That changes agent behavior in the place that actually matters: when a model is close to hallucinating but still sounds fluent.

Reference Evidence

One documented reference run is run_20260403_094211 (see eval/RESULTS_INDEX.md).

Model                               Score   Questions
─────────────────────────────────────────────────────
llama3.1-8b  (no memory)            46%     60
llama-3.3-70b  (no memory)          47%     60
llama3.1-8b  + Nous memory  →      96%     60

On this domain-specific run, an 8B model with Nous grounding scored above a 70B baseline.

The effect is not retrieval. It is epistemic grounding — a small, precise knowledge signal redirects the model's existing priors onto the correct frame, with confidence and evidence attached. In the repo, this pattern is referred to as the Intent Disambiguation Effect.

This is evidence for graph grounding. It is not, by itself, a general benchmark for intelligence or a complete measure of a cognitive substrate.

→ Full benchmark details: eval/RESULTS.md · eval/RESULTS_INDEX.md · Run it yourself


Architectural Properties

Capability What it does
Structured memory Stores typed relations between concepts instead of plain text chunks
Confidence-aware retrieval Returns what is known, with evidence and uncertainty attached
Gap awareness Surfaces where knowledge ends instead of bluffing through it
Continuous learning Strengthens or weakens graph paths over time via Hebbian plasticity
Local-first runtime Runs as a local graph and daemon, then injects context into any LLM

What Nous Is

Nous (νοῦς, Gk. mind / active intellect) is a persistent, self-growing epistemic substrate that can attach to any LLM.

It is informed by brain-inspired plasticity, cognitive research, and the practical failure modes of LLM memory.

Your documents, conversations, research
           ↓
    Nous knowledge graph
    (SQLite WAL + NetworkX + Hebbian learning + evidence scoring)
           ↓
    brain.query("your question")
           ↓
    Structured context injected into any LLM prompt:
      — what is known (relations + confidence)
      — why it is known (evidence chain)
      — what is NOT known (gap map from TDA)

It is not a RAG system. RAG retrieves chunks. Nous extracts relations — typed, weighted, evidence-scored connections between concepts — and injects a compact, structured context block.

It is not just a memory system. Memory stores and retrieves. Nous maintains an epistemic account: every relation carries a trust tier (hypothesis / indication / validated), a rationale, and a contradiction flag. The system knows the difference between what it has evidence for and what it is guessing.

It learns continuously. Every interaction strengthens or weakens connections (Hebbian plasticity). There is no retraining. No gradient descent. The graph grows — and the gaps become visible.

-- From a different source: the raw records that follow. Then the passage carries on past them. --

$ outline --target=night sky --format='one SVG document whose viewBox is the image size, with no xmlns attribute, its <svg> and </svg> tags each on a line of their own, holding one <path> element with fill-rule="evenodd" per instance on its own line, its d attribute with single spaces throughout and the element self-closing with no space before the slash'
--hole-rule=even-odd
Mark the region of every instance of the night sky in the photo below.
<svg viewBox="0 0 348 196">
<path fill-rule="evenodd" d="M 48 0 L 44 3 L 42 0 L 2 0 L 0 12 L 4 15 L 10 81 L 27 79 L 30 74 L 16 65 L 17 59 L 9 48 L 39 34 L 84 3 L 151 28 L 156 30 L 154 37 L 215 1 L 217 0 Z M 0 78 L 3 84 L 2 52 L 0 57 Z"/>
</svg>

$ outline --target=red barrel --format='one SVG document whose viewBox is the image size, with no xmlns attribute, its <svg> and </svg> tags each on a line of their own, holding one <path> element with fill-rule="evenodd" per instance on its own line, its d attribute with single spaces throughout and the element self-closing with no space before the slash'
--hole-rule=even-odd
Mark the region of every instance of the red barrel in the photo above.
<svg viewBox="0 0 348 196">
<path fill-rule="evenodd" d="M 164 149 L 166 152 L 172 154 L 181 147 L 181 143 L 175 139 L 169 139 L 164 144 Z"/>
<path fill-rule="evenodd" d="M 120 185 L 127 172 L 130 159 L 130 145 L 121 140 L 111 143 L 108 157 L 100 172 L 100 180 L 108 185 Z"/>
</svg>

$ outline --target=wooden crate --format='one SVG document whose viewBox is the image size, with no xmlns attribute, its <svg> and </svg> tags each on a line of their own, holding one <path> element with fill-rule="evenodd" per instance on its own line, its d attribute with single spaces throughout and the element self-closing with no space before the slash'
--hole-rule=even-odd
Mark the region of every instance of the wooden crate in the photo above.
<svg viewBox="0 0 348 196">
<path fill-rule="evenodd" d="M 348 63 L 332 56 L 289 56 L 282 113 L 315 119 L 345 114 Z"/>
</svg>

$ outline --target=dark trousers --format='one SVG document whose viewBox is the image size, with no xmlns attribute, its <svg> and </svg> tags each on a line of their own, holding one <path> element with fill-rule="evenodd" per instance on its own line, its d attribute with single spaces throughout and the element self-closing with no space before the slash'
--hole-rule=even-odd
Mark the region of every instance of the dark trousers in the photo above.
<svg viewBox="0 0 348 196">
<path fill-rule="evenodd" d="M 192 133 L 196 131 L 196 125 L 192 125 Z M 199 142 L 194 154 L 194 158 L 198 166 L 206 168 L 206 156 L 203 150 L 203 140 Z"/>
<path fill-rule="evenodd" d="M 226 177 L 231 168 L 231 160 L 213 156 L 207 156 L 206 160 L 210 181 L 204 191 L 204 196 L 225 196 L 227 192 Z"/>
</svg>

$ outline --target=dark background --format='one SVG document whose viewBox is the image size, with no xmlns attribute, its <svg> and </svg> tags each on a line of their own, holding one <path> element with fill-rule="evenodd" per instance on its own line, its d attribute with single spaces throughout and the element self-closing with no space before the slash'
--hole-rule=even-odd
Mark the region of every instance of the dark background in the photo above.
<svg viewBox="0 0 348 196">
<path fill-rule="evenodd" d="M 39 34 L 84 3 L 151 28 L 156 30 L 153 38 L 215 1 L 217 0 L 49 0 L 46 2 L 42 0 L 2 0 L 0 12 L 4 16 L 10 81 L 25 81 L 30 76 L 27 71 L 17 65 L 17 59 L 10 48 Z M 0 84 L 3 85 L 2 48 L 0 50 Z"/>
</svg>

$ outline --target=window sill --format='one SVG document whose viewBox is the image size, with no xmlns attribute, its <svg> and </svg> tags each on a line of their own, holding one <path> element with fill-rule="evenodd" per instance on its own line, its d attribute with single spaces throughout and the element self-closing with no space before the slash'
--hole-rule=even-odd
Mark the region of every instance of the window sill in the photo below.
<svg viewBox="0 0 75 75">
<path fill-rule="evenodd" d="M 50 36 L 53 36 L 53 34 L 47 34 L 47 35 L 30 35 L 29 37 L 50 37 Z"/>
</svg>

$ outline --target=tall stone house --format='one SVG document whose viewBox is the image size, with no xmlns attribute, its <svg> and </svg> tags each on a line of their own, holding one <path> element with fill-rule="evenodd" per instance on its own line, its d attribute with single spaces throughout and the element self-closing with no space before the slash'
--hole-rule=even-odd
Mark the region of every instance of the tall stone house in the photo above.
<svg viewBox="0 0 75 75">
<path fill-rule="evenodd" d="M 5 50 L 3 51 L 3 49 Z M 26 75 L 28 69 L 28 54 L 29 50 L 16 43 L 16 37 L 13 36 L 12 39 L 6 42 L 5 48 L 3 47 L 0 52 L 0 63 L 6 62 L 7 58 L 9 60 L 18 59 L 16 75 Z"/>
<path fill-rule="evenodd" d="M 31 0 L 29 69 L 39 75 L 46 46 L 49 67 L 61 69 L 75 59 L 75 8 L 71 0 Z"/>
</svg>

How Nous Differs From Alternatives

System Main unit Knows confidence Knows what's missing Learns over time Local-first
Basic RAG text chunk
Vector memory embedding ~
Mem0 memory objects ~ ~
MemGPT / Letta conversation pages ~
Claude Memory key-value
Nous typed relation + evidence

Nous does not try to replace the model. It treats the model as the larynx, and the substrate as the persistent epistemic layer behind it.


Integration Pattern

pip install nouse
import nouse

# Auto-detects the local daemon if it is running.
# Otherwise falls back to direct local graph access.
brain = nouse.attach()

result = brain.query("transformer attention mechanism")

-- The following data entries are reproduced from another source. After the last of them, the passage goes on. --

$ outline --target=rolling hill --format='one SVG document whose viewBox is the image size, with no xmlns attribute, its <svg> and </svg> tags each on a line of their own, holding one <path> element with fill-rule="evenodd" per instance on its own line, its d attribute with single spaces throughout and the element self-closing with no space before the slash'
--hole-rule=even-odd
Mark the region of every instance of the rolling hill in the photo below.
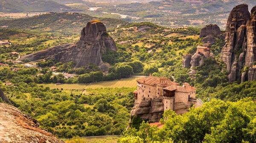
<svg viewBox="0 0 256 143">
<path fill-rule="evenodd" d="M 0 12 L 60 12 L 73 10 L 69 6 L 47 0 L 0 0 L 0 3 L 1 4 Z"/>
<path fill-rule="evenodd" d="M 77 13 L 50 13 L 28 18 L 1 20 L 0 27 L 28 31 L 35 34 L 76 35 L 80 34 L 88 22 L 95 20 L 102 21 L 107 28 L 128 23 L 120 20 L 98 18 Z"/>
</svg>

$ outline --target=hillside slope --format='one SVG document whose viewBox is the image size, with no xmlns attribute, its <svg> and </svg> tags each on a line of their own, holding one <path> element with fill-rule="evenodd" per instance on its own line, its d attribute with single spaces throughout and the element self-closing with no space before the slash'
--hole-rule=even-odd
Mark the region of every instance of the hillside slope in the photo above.
<svg viewBox="0 0 256 143">
<path fill-rule="evenodd" d="M 0 0 L 0 12 L 44 12 L 73 11 L 69 6 L 51 0 Z"/>
<path fill-rule="evenodd" d="M 97 18 L 77 13 L 52 13 L 29 18 L 2 20 L 0 21 L 0 27 L 28 30 L 35 34 L 50 34 L 56 32 L 64 35 L 78 34 L 88 22 L 96 20 L 102 21 L 107 28 L 113 28 L 116 27 L 117 25 L 128 23 L 119 20 Z"/>
</svg>

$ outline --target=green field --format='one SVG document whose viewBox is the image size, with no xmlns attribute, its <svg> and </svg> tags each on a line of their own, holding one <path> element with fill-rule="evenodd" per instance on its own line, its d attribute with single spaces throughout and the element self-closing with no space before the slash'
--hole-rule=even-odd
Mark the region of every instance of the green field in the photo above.
<svg viewBox="0 0 256 143">
<path fill-rule="evenodd" d="M 129 79 L 121 79 L 113 81 L 102 81 L 87 84 L 63 84 L 55 85 L 54 84 L 38 84 L 44 87 L 49 87 L 50 89 L 63 88 L 64 90 L 81 90 L 88 88 L 101 88 L 105 87 L 134 87 L 137 85 L 136 80 L 143 77 L 133 77 Z"/>
<path fill-rule="evenodd" d="M 65 140 L 67 143 L 116 143 L 117 140 L 120 138 L 118 136 L 95 137 L 86 138 L 73 138 L 70 140 Z"/>
</svg>

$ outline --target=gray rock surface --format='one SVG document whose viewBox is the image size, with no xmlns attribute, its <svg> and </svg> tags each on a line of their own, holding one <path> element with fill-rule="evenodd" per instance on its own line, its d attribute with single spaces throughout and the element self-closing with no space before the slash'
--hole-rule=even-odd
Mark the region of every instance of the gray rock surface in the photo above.
<svg viewBox="0 0 256 143">
<path fill-rule="evenodd" d="M 246 24 L 247 50 L 245 65 L 251 66 L 256 61 L 256 6 L 252 9 L 252 16 Z"/>
<path fill-rule="evenodd" d="M 182 61 L 182 67 L 186 68 L 191 66 L 191 55 L 190 54 L 183 55 L 183 60 Z"/>
<path fill-rule="evenodd" d="M 107 50 L 115 51 L 116 47 L 112 38 L 107 33 L 104 25 L 98 21 L 87 23 L 81 31 L 80 40 L 75 44 L 64 44 L 21 57 L 20 60 L 34 61 L 45 58 L 54 58 L 60 62 L 74 61 L 75 67 L 88 63 L 99 66 L 103 70 L 108 66 L 102 60 L 102 55 Z"/>
<path fill-rule="evenodd" d="M 205 57 L 204 55 L 201 55 L 199 53 L 195 53 L 191 58 L 191 67 L 190 69 L 192 70 L 195 67 L 202 65 L 204 64 L 204 59 Z"/>
<path fill-rule="evenodd" d="M 230 73 L 228 76 L 230 81 L 235 81 L 241 76 L 240 71 L 243 67 L 243 64 L 241 63 L 243 59 L 236 58 L 240 56 L 240 51 L 246 50 L 245 24 L 249 17 L 248 6 L 241 4 L 233 8 L 227 20 L 226 28 L 226 44 L 221 50 L 221 59 L 227 65 L 227 70 Z M 237 62 L 238 60 L 239 61 Z"/>
<path fill-rule="evenodd" d="M 207 42 L 209 42 L 211 44 L 213 44 L 215 43 L 216 41 L 216 38 L 211 35 L 207 35 L 206 37 L 202 39 L 202 42 L 207 43 Z"/>
<path fill-rule="evenodd" d="M 216 24 L 209 24 L 201 29 L 199 37 L 202 38 L 209 35 L 219 35 L 221 34 L 220 28 Z"/>
<path fill-rule="evenodd" d="M 256 66 L 254 66 L 249 68 L 247 76 L 248 80 L 249 81 L 256 80 Z"/>
<path fill-rule="evenodd" d="M 0 87 L 0 98 L 2 98 L 2 100 L 3 101 L 6 102 L 6 103 L 8 103 L 11 105 L 13 105 L 9 99 L 8 99 L 6 95 L 4 94 L 3 90 L 2 90 L 1 87 Z"/>
<path fill-rule="evenodd" d="M 64 143 L 17 108 L 0 103 L 0 143 Z"/>
<path fill-rule="evenodd" d="M 161 98 L 151 99 L 145 98 L 144 101 L 134 105 L 131 112 L 131 116 L 137 116 L 142 120 L 157 122 L 162 118 L 164 111 L 164 105 Z"/>
</svg>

print(result.context_block())
print(result.confidence)
print(result.strong_axioms())

If the daemon is running, attach() connects over HTTP. Otherwise it falls back to direct local graph access. The same code works either way.

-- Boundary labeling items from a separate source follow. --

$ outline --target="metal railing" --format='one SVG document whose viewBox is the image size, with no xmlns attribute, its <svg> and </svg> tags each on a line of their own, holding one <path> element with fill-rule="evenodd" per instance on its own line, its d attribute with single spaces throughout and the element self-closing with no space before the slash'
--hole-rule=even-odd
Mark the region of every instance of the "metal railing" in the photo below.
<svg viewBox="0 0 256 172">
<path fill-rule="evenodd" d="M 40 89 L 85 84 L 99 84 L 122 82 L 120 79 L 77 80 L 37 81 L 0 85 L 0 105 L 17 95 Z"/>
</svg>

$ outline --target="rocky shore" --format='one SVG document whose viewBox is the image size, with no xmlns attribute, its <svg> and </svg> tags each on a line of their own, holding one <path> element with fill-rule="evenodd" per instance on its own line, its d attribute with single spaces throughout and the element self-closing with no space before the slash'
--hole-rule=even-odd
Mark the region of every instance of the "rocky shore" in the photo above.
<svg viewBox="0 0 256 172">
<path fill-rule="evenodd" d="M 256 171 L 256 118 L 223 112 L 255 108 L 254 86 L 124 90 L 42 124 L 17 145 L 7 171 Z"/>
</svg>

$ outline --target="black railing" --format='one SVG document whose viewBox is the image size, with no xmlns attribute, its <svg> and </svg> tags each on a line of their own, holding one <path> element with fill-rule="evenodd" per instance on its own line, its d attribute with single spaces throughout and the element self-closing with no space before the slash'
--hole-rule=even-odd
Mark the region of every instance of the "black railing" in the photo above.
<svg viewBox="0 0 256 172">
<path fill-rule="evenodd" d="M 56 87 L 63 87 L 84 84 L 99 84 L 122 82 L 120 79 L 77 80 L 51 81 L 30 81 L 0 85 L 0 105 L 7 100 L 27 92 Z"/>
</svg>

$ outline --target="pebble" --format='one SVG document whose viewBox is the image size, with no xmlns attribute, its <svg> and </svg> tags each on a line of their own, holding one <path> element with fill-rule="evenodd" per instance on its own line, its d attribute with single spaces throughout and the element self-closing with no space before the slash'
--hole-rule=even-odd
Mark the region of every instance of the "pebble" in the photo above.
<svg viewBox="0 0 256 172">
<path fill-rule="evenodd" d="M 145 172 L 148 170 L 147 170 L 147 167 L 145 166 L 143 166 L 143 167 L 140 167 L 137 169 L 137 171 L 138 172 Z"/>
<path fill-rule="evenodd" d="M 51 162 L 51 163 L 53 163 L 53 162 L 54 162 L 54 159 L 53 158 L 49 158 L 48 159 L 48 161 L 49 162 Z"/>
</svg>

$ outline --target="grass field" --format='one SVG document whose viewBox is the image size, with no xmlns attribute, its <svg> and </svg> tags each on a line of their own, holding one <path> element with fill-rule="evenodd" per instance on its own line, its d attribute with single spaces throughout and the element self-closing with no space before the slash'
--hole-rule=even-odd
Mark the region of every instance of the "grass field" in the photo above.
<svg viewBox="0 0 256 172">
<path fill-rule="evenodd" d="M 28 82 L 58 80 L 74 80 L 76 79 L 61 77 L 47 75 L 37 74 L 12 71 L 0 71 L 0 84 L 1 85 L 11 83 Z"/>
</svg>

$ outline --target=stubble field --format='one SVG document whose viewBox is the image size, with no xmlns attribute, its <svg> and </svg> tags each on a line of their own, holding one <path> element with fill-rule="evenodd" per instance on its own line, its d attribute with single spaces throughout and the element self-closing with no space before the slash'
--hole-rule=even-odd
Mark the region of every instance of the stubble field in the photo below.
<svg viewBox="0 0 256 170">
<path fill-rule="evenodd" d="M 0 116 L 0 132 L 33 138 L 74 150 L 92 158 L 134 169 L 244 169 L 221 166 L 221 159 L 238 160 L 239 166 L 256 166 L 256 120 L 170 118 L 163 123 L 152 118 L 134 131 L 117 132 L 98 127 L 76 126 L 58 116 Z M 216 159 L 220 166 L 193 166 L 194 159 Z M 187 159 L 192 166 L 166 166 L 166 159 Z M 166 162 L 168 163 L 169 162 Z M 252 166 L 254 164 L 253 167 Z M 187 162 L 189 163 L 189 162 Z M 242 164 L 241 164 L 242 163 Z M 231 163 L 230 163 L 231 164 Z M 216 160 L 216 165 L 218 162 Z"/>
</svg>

Provider-specific examples follow below.

# You handle the LLM call. Nous handles the memory.
context = brain.query(user_question).context_block()
response = openai.chat(messages=[
    {"role": "system", "content": context},
    {"role": "user",   "content": user_question},
])

Use With OpenAI, Anthropic, Ollama Or Groq

OpenAI

from openai import OpenAI
import nouse

client = OpenAI()
brain = nouse.attach()

question = "How does residual attention affect token relevance?"
context = brain.query(question).context_block()

response = client.chat.completions.create(
       model="gpt-4.1-mini",
       messages=[
              {"role": "system", "content": context},
              {"role": "user", "content": question},
       ],
)

print(response.choices[0].message.content)

Anthropic

from anthropic import Anthropic
import nouse

client = Anthropic()
brain = nouse.attach()

question = "What does this repo know about topological plasticity?"
context = brain.query(question).context_block()

response = client.messages.create(
       model="claude-3-7-sonnet-latest",
       max_tokens=800,
       system=context,
       messages=[
              {"role": "user", "content": question},
       ],
)

print(response.content[0].text)

Ollama

import ollama
import nouse

brain = nouse.attach()

question = "Summarize what is known about epistemic grounding."
context = brain.query(question).context_block()

response = ollama.chat(
       model="qwen3.5:latest",
       messages=[
              {"role": "system", "content": context},
              {"role": "user", "content": question},
       ],
)

print(response["message"]["content"])

Groq

from groq import Groq
import nouse

client = Groq()
brain = nouse.attach()

question = "What does this project know about Hebbian learning?"
context = brain.query(question).context_block()

response = client.chat.completions.create(
    model="llama3-8b-8192",
    messages=[
        {"role": "system", "content": context},
        {"role": "user", "content": question},
    ],
)
print(response.choices[0].message.content)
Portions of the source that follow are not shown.